Securing Solr from prying eyes

Solr, by default, comes completely open. Anyone can make search requests, anyone can upload documents, anyone can access the administration interface, and anyone can delete data. However, it isn't difficult to lock down Solr for use in any kind of environment. We can do this by making use of the standard practices that you would apply to any kind of web application or server software.

Limiting server access

The single biggest thing you can do to secure Solr is to lock down who has access to the server. Using standard firewall techniques, you can control what IP addresses are allowed to connect to the Solr through the 8983 port.

Unless you have very unusual needs, you won't expose Solr to the Internet directly; instead users will access Solr through some sort of web application, that in turn forwards requests to Solr, collects the results, and displays them to your users. By limiting the IP addresses that can connect to Solr to just those belonging to your web farm, you've ensured that random Internet users and internal users don't mess with Solr.

Note

If you lock down access via IP addresses, then don't forget that if you have external processes uploading content, you need to make sure those IP addresses are added.
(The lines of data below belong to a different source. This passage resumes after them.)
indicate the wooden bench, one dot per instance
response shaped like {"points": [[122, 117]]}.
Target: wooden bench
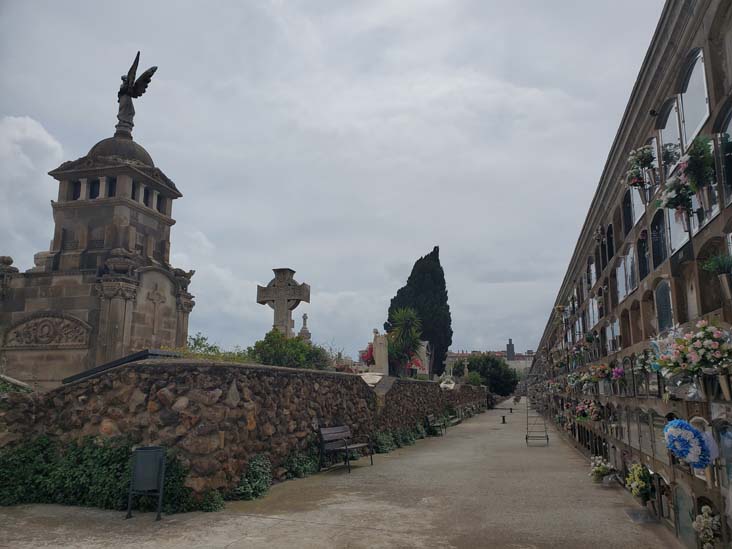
{"points": [[435, 424], [339, 439]]}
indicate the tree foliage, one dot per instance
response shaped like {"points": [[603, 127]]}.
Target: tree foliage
{"points": [[426, 293], [277, 350], [494, 372], [404, 338]]}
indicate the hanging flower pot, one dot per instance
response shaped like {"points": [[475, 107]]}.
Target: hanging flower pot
{"points": [[644, 194], [681, 217], [725, 280], [703, 195], [724, 385]]}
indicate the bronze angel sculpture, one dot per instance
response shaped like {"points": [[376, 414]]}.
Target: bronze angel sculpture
{"points": [[128, 89]]}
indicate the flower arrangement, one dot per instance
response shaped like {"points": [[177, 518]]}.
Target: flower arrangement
{"points": [[618, 373], [581, 411], [600, 371], [599, 468], [718, 264], [638, 481], [587, 409], [639, 160], [707, 347], [687, 443], [707, 527], [593, 410]]}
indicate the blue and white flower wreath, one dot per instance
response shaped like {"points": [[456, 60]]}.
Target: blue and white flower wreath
{"points": [[687, 443]]}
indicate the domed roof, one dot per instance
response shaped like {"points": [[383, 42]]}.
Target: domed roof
{"points": [[122, 147]]}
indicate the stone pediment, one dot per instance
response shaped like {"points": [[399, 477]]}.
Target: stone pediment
{"points": [[47, 329]]}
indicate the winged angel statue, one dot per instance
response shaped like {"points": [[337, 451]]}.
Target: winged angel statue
{"points": [[128, 89]]}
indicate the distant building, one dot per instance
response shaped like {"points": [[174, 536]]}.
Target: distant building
{"points": [[521, 362]]}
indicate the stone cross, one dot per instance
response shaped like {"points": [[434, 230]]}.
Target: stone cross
{"points": [[283, 294]]}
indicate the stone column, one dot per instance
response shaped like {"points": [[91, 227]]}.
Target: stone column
{"points": [[185, 304], [115, 319], [124, 186]]}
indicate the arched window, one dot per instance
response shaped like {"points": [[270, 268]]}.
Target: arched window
{"points": [[694, 100], [684, 507], [664, 312], [93, 188], [670, 136], [111, 187], [725, 150], [628, 217], [724, 431], [75, 190], [677, 233], [643, 265], [658, 239], [646, 434]]}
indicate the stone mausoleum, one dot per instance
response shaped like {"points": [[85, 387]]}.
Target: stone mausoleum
{"points": [[105, 288]]}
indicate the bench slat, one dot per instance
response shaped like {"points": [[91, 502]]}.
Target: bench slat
{"points": [[335, 433]]}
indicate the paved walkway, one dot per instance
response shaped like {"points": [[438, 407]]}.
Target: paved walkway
{"points": [[477, 487]]}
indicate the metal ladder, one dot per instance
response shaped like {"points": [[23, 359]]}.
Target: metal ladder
{"points": [[535, 424]]}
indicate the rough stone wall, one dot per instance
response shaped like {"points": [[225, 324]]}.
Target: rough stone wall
{"points": [[405, 403], [466, 394], [218, 416]]}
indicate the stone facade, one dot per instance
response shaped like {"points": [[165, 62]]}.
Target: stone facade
{"points": [[218, 415], [636, 272], [105, 288]]}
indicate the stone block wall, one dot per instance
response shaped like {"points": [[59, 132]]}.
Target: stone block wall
{"points": [[405, 402], [218, 416]]}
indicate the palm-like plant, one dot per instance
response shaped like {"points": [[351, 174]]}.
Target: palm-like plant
{"points": [[404, 337]]}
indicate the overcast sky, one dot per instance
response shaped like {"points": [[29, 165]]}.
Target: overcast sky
{"points": [[341, 139]]}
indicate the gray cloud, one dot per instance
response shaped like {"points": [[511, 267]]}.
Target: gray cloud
{"points": [[343, 140]]}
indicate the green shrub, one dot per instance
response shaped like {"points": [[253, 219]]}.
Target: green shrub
{"points": [[474, 378], [384, 442], [87, 472], [212, 501], [718, 264], [404, 437], [256, 481]]}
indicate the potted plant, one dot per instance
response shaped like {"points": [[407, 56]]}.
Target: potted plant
{"points": [[639, 482], [721, 265], [708, 527], [618, 377], [698, 168], [599, 468], [703, 353]]}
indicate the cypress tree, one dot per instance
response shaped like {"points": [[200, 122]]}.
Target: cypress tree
{"points": [[426, 293]]}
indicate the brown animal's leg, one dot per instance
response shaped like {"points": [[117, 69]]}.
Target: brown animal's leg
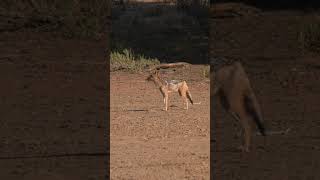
{"points": [[166, 97], [183, 93], [239, 112]]}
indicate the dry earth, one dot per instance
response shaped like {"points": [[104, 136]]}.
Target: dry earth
{"points": [[149, 143], [53, 107]]}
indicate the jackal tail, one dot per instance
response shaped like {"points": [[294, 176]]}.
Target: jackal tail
{"points": [[253, 108]]}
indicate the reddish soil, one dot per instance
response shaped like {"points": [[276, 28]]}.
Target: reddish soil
{"points": [[52, 107], [286, 82], [149, 143]]}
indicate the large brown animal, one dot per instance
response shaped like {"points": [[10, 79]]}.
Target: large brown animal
{"points": [[230, 83]]}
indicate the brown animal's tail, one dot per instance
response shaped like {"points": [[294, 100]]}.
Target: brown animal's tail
{"points": [[189, 97], [253, 108]]}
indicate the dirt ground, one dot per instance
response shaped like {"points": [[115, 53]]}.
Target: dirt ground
{"points": [[286, 81], [53, 110], [149, 143]]}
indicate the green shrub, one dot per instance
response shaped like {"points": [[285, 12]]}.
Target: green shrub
{"points": [[127, 60]]}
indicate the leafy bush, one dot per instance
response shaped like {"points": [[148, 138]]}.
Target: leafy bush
{"points": [[127, 60]]}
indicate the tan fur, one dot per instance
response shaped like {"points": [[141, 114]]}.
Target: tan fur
{"points": [[172, 86], [232, 85]]}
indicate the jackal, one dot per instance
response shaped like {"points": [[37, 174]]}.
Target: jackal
{"points": [[230, 83], [167, 87]]}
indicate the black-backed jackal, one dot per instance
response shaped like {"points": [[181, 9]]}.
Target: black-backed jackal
{"points": [[230, 83], [166, 87]]}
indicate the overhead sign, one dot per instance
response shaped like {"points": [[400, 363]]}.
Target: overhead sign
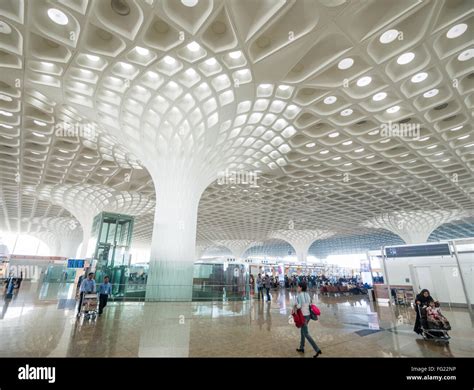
{"points": [[418, 250], [75, 263]]}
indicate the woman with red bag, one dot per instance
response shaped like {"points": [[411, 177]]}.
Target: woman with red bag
{"points": [[303, 301]]}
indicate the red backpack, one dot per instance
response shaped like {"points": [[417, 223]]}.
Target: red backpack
{"points": [[298, 318]]}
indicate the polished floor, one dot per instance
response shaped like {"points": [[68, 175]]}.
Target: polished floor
{"points": [[40, 322]]}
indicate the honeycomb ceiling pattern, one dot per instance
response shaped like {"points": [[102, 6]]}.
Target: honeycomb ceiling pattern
{"points": [[297, 91]]}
Using IP addresses to control access is crude and basic; it doesn't help if someone is connecting to Solr from one of the valid IP addresses. Fortunately, Solr is just a WAR file deployed in a Servlet container, so you can use all of the capabilities of Servlet containers to control access. In order to limit access to /solr/update* and /solr/admin/* in Jetty by requiring BASIC authentication from your users, you merely edit the web.xml in your Solr WAR adding the following stanza at the bottom:

<security-constraint>
  <web-resource-collection>
     <web-resource-name>Solr Admin</web-resource-name>
     
	 <url-pattern>/admin/*</url-pattern>
  </web-resource-collection>
  <auth-constraint>
     <role-name>admin</role-name>
  </auth-constraint>
</security-constraint>
<security-constraint>
  <web-resource-collection>
     <web-resource-name>Solr Update</web-resource-name>
     <url-pattern>/update*</url-pattern>
  </web-resource-collection>
  <auth-constraint>
     <role-name>admin</role-name>
     <role-name>content_updater</role-name>
   </auth-constraint>
</security-constraint>

<login-config>
   <auth-method>BASIC</auth-method>
   <realm-name>Test Realm</realm-name>
</login-config>

This specifies that access to the /update* URLs is limited to anyone in the roles of admin or content_updater, although only admin users can access the /admin/* URLs. The realm-name is what ties the security constraints to the users configured in Jetty.

Tip

Customizing web.xml in Jetty

Sometimes cracking open a WAR file just to customize web.xml can be a pain. However, if you are a Jetty user, then you can put the changes into ./etc/webdefault.xml and Jetty will apply the changes to any WAR file deployed. This is a nice trick if you have just a single webapp in the Jetty container. See ./examples/solr/etc/webdefault.xml and ./examples/solr/etc/jetty.xml for example.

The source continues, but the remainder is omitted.